Today we've spent a lot of the day in discussions with some folks about developers vs. DBAs, and how it's often the case that the two don't work together. Developers need to know the effect of their design choices on the database, and DBAs need to educate the developers. There should be a close working partnership between the two but bad communication and ignorance often get in the way – the DBAs don't know what the app devs want from them, and the app devs don't understand *why* the DBAs are so protective of the data tier. Neither side understands the day-to-day challenges of the other. Misunderstanding breeds conflict breeds animosity breeds intransigence and uncooperativeness. One of the eye-opening things sometimes is teaching DBA stuff to developers and vice-versa so they see the challenges and technology choice implications both ways.

We were pointed to this spoof video about a DBA-dev confrontation – http://www.benhblog.com/2009/03/linq-dba-vs-developer.html – pretty funny.

Kimberly was trawling around on that blog and found a quote: "I was surprised to learn that EF decided that since there was not a primary key it would just use all the non-nullable columns as a concatenated primary key.  This might not be what you want." (where EF = Entity Framework)

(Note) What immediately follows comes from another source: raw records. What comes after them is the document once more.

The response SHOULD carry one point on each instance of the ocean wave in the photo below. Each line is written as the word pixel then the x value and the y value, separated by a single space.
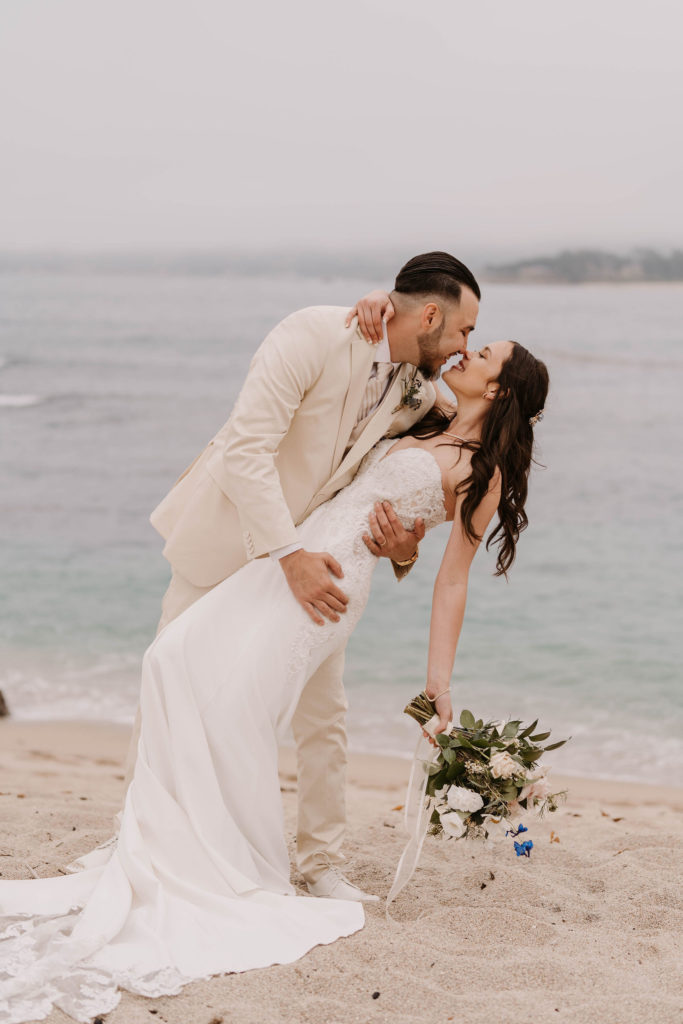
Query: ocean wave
pixel 19 400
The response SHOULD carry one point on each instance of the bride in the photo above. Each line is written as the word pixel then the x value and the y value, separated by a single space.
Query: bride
pixel 199 880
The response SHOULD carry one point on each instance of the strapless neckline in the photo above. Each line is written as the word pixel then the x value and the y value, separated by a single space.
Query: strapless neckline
pixel 432 460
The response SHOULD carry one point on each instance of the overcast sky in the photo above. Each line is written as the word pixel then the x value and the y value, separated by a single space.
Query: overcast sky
pixel 489 127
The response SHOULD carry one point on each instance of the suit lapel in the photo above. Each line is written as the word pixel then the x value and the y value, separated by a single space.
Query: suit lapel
pixel 376 428
pixel 361 360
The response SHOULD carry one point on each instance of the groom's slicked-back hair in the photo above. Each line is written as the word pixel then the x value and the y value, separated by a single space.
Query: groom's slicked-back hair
pixel 436 273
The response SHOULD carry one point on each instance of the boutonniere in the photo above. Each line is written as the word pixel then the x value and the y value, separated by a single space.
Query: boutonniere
pixel 411 387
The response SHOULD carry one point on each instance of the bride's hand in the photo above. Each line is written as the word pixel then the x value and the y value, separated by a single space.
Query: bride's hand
pixel 371 309
pixel 444 712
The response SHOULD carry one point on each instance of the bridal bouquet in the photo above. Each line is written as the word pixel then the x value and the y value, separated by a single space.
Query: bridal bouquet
pixel 485 773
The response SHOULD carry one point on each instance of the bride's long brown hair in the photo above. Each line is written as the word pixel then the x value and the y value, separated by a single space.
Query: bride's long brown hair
pixel 507 444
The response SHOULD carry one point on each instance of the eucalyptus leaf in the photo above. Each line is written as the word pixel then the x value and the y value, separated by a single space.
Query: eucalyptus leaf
pixel 529 729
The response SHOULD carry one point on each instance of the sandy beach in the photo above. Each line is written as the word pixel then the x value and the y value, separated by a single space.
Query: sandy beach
pixel 590 928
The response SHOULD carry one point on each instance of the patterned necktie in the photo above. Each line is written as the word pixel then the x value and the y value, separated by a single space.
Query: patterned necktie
pixel 375 389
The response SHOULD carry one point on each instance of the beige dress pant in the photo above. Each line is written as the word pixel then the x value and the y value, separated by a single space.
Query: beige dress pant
pixel 319 731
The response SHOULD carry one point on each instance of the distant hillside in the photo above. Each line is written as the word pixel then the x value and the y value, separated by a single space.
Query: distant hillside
pixel 581 265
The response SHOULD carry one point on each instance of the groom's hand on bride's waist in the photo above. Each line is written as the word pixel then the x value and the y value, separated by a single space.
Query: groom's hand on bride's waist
pixel 389 539
pixel 308 573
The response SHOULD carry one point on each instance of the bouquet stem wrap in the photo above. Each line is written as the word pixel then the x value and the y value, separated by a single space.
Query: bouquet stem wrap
pixel 416 818
pixel 471 781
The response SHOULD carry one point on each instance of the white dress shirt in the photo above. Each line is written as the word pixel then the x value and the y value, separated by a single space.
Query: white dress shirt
pixel 382 354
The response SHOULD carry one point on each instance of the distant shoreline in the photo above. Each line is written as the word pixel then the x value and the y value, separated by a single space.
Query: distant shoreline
pixel 567 267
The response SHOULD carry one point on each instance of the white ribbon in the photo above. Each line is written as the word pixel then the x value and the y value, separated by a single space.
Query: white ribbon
pixel 416 813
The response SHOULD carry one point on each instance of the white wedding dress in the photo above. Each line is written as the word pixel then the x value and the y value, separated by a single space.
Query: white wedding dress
pixel 198 882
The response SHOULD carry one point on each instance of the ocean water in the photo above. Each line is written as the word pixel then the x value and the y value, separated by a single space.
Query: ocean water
pixel 110 384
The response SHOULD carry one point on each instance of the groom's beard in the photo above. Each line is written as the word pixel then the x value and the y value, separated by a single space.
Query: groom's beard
pixel 430 358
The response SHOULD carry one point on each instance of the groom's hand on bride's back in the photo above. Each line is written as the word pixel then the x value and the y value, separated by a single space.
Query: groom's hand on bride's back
pixel 308 574
pixel 389 539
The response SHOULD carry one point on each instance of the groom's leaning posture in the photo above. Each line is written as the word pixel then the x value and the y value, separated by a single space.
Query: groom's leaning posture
pixel 317 396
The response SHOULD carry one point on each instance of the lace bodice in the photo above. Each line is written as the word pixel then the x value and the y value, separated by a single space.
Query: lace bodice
pixel 198 881
pixel 410 478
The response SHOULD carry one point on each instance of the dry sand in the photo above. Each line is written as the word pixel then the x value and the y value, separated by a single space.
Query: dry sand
pixel 589 929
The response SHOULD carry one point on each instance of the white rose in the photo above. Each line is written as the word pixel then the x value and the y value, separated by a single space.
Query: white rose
pixel 503 766
pixel 461 799
pixel 453 824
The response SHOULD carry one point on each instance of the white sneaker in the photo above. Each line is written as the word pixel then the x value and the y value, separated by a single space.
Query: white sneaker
pixel 334 885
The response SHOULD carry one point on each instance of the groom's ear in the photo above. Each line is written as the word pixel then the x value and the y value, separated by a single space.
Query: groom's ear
pixel 431 316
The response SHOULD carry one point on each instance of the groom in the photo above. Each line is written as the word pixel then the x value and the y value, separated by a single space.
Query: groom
pixel 315 399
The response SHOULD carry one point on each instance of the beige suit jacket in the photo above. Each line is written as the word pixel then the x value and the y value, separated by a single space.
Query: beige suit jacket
pixel 282 452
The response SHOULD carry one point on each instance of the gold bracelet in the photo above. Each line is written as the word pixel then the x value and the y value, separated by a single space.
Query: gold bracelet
pixel 411 560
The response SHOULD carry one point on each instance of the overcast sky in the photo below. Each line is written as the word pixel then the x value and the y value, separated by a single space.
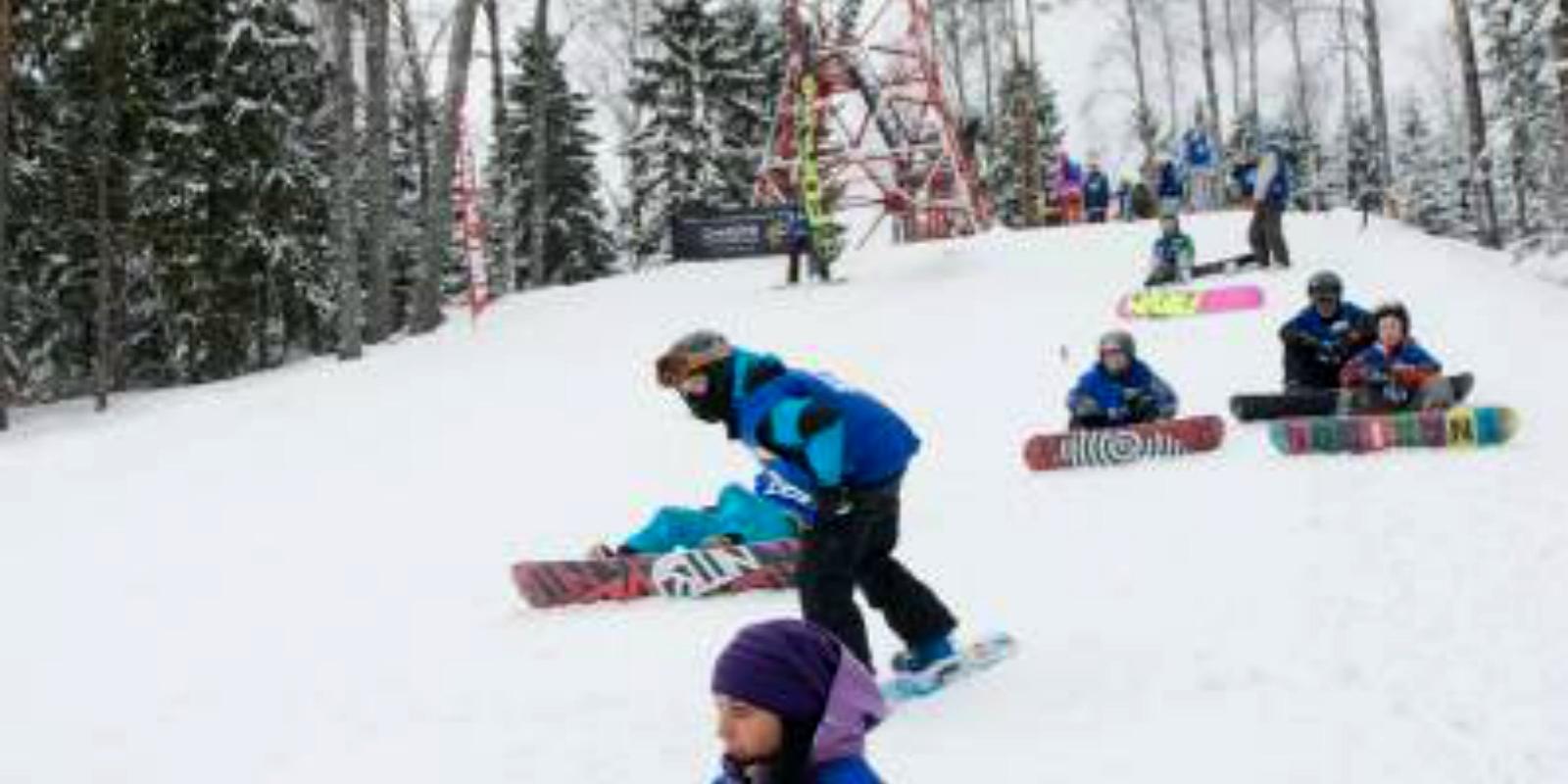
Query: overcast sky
pixel 1070 46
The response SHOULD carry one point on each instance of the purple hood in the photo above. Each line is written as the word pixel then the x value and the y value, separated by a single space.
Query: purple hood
pixel 855 706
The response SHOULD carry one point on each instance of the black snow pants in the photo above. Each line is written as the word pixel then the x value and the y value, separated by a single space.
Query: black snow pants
pixel 857 551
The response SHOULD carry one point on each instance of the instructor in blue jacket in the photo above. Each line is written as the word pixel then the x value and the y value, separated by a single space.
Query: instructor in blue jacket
pixel 855 452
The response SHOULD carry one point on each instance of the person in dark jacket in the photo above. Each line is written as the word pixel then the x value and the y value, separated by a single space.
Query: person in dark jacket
pixel 797 235
pixel 1120 389
pixel 1270 198
pixel 1395 373
pixel 1172 187
pixel 855 452
pixel 1324 336
pixel 1097 193
pixel 794 708
pixel 1173 255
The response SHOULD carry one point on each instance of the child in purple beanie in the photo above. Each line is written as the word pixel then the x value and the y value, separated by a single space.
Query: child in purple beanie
pixel 794 708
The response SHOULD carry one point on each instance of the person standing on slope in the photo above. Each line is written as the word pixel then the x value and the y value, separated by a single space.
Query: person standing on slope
pixel 1120 389
pixel 1270 196
pixel 855 451
pixel 1097 193
pixel 1173 255
pixel 794 708
pixel 1324 336
pixel 1395 373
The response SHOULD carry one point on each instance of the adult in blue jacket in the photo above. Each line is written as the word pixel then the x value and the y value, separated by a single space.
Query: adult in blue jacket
pixel 1201 164
pixel 1324 336
pixel 1270 198
pixel 1120 389
pixel 1395 373
pixel 794 708
pixel 1097 193
pixel 855 451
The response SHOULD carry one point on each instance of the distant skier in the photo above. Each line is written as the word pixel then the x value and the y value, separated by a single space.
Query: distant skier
pixel 855 451
pixel 797 235
pixel 1172 188
pixel 1097 193
pixel 1270 198
pixel 794 708
pixel 1324 336
pixel 1120 389
pixel 778 507
pixel 1173 255
pixel 1395 373
pixel 1201 165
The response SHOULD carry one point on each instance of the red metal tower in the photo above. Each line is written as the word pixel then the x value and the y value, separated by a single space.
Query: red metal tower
pixel 885 135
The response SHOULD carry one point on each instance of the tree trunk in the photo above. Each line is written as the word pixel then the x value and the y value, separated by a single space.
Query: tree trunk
pixel 541 145
pixel 422 115
pixel 1251 60
pixel 496 234
pixel 1145 114
pixel 5 214
pixel 1235 57
pixel 109 65
pixel 1481 164
pixel 1211 82
pixel 344 245
pixel 1348 101
pixel 378 133
pixel 438 219
pixel 1034 60
pixel 1372 31
pixel 985 54
pixel 1162 21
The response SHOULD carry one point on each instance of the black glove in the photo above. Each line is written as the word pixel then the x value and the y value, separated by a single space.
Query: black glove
pixel 1142 405
pixel 833 504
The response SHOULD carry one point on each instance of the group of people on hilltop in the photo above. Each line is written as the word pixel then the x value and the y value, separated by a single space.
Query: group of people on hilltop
pixel 1332 345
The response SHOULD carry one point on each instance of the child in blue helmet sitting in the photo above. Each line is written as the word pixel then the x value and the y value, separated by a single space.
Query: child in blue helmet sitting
pixel 778 507
pixel 1120 389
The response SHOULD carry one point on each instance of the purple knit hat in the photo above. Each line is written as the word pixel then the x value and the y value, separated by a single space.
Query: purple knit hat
pixel 784 666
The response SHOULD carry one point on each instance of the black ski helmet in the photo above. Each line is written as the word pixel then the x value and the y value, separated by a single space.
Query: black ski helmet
pixel 1393 310
pixel 1120 341
pixel 690 353
pixel 1325 284
pixel 706 353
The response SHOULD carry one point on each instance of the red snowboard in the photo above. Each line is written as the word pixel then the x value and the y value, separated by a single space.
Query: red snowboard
pixel 1118 446
pixel 686 572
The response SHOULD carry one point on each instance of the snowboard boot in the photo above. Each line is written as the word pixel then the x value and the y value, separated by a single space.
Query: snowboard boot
pixel 927 663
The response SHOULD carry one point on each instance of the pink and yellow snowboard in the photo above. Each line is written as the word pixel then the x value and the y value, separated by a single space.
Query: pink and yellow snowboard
pixel 1173 303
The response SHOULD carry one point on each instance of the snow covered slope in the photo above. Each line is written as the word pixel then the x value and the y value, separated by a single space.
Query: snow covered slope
pixel 302 577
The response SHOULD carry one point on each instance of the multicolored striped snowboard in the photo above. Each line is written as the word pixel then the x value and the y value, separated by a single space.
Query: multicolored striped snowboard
pixel 1120 446
pixel 1173 303
pixel 684 572
pixel 1358 435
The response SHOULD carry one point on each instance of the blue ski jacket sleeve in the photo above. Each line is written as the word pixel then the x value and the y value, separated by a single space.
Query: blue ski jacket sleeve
pixel 839 436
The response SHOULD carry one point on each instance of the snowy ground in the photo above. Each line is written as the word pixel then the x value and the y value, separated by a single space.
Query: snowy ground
pixel 302 577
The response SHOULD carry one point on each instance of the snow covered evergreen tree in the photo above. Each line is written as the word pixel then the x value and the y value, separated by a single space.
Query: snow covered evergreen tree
pixel 1429 190
pixel 1525 114
pixel 577 243
pixel 1003 172
pixel 212 192
pixel 703 104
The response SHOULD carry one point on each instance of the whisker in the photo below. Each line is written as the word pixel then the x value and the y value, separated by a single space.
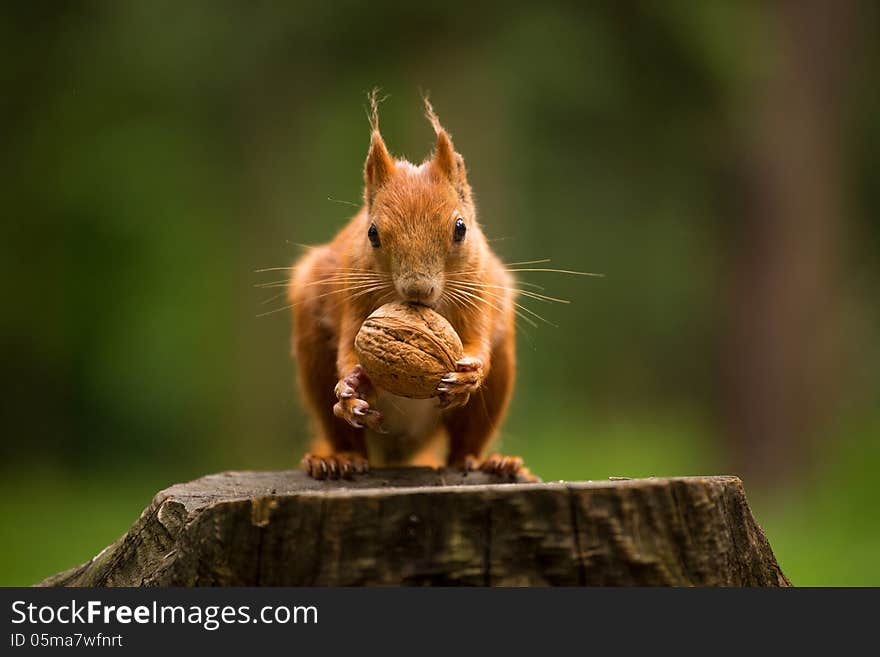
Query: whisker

Woah! Talk about the absolute worst key, and it does it automatically as the default! Kimberly blogged (see Seriously, are you kidding me?) about why this is bad, so I won't repeat that here – although as you can see it's set us both off on rants.

And that's why sometimes you can understand why the DBA doesn't want the developers anywhere near the database without taking a SQL breathalyzer test first.

4 thoughts on “Mandatory SQL breathalyzer test

  1. Another comment I get from developers is "I can do it in development, so I can do it in production to; we don’t need "SQL" DBAs (yaa they like Oracle more :p)". I have such hard time explaining to them that in Development if something goes wrong they affect only themselves and internal staff. In production something goes wrong I got exec calling me because the Minister is screaming at them heh.

    Good Video heh :).

  2. I heard Kimberly on RunAs radio discussing this topic. I think part of the problem is the title DBA, it’s a single title with multiple meanings.

    Internally we’ve had this discussion many times when creating job postings. We really want a database developer and not an Administrator – we build software for sale. It’s also interesting the difference between platforms (Oracle vs Microsoft). Years ago we put out an ad for an Oracle DBA and the majority of the applicants were just that… administrators – experts in managing backups, riding herd on tapes, and monitoring for bads stats/indices. Not a developer in the bunch ("yeah I’ve seen PL/SQL – but haven’t had to use it much"). The same posting on the MS side would bring in more hybrid people with a strong slant towards development and weak on the administration side (they had trouble answering "please describe a good backup/recovery plan" – however they were able to write a stored procedure).

    What’s a good title for each of the two roles?

  3. If "Neither side understands" then may be invite intermediary.
    In some firms there are DBA(s) in development department. They are connect with other DBAs which not in development department. I am such man. I understand both sides, because I have more then 10 years experience as Oracle developer and DBA. Last time mainly as developer.